Wobec kolejnych dwóch funkcjonariuszy zakładu karnego w Zamościu złożono zawiadomienia do prokuratury o możliwości popełnienia przestępstwa. Zostali też zawieszeni w czynnościach służbowych. To finał sprawy związanej z ucieczką osadzonego Bartłomieja B. ze szpitala psychiatrycznego.

– Zakończyliśmy czynności kontrolne. W ich wyniku wyciągniemy konsekwencję wobec 9 funkcjonariuszy – informuje rzecznik prasowy dyrektora generalnego Służby Więziennej, podpułkownik Arleta Pęconek. – Funkcjonariusze nie wykonali swoich podstawowych obowiązków. Nie obserwowali oraz nie ochraniali osadzonego. Dodatkową przyczyną było nierozpoznanie przedmiotowego konwojowania, wymagającego wyjątkowej ochrony.
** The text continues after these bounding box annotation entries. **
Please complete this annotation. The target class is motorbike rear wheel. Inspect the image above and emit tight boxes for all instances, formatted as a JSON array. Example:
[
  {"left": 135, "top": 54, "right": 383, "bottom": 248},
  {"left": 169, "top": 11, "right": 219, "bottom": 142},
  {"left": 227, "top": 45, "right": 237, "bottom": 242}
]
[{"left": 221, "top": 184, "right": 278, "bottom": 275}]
W związku z powyższym za naruszenie dyscypliny służbowej wobec czterech funkcjonariuszy wszczęto postępowania dyscyplinarne oraz złożono zawiadomienia do prokuratury o możliwości popełnienia przestępstwa, o którym mowa w artykule 231 kodeksu karnego. Wobec kolejnych pięciu funkcjonariuszy postępowania dyscyplinarne zostaną wszczęte najpóźniej do końca tego tygodnia.

W wyniku sprawy został też odwołany ze stanowiska dyrektor Zakładu Karnego w Zamościu ppłk Dariusz Bochyński. Dziś (13.11) na to stanowisko został powołany ppłk Andrzej Pietruszka.

Przypomnijmy, iż w nocy z 6 na 7 października, mężczyzna – podejrzany o zabójstwo – uciekł z obserwacji sądowo-psychiatrycznej ze szpitala w Radecznicy, gdzie był dozorowany przez służbę więzienną. Wcześniej był tymczasowo aresztowany, a do szpitala trafił po próbie samobójczej. Podejrzany został schwytany po 10 dniach ucieczki i trafił do Zakładu Karnego w Rzeszowie. Według ustaleń śledczych, funkcjonariusze spali w trakcie pełnienia służby, wskutek czego osadzony uciekł z oddziału.